Jakarta – Menteri Energi dan Sumber Daya Mineral (ESDM) Bahlil Lahadalia menjelaskan alasan di balik keputusan pemerintah menghentikan impor bahan bakar minyak (BBM) dari Singapura. Ia mempertanyakan logika dari kebijakan tersebut, mengingat Singapura bukanlah negara penghasil minyak.
“Masa kita impor dari negara yang tidak punya minyak? Dulu mereka urus air, sekarang kita dikasih minyak. Ampun,” ujar Bahlil dalam forum Energi dan Mineral 2025 yang digelar oleh B-Universe bersama Kementerian ESDM di Jakarta, Senin (26/5).
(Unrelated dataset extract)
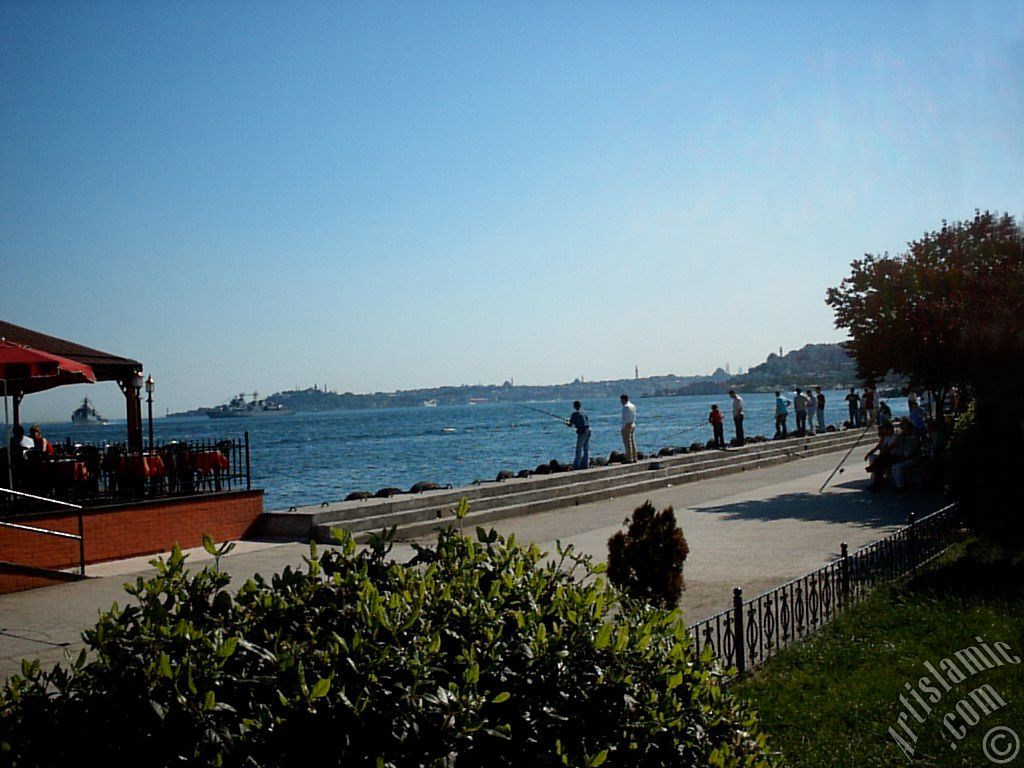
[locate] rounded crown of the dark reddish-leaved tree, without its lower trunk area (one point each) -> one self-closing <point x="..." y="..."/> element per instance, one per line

Menurutnya, praktik impor BBM dari Singapura adalah sesuatu yang ironis, karena Indonesia sendiri memiliki potensi sumber daya minyak yang jauh lebih besar.
“Kita impor BBM dari Singapura, yang bahkan tidak memiliki minyak. Ini aneh dan tidak masuk akal,” lanjut Bahlil.
Ia juga menyoroti bahwa harga BBM impor dari Singapura sejajar dengan harga dari Timur Tengah, yang notabene merupakan kawasan penghasil minyak dunia.
“Harganya sama saja dengan impor dari Timur Tengah. Maka, lebih baik kita langsung beli dari sana. Middle East itu punya minyak, logikanya lebih masuk akal,” ungkapnya.
Lebih dari itu, Bahlil menyampaikan bahwa pemerintah kini fokus untuk meningkatkan produksi dalam negeri demi mengurangi ketergantungan terhadap impor. Targetnya, Indonesia bisa memproduksi hingga satu juta barel per hari pada 2030, sesuai instruksi Presiden Prabowo Subianto.
“Arahan Bapak Presiden, pada 2029 atau 2030 maksimal, produksi minyak kita harus mencapai 900 ribu hingga 1 juta barel per hari. Ini bukan soal bisa atau tidak, tapi soal harga diri bangsa,” tutup Bahlil.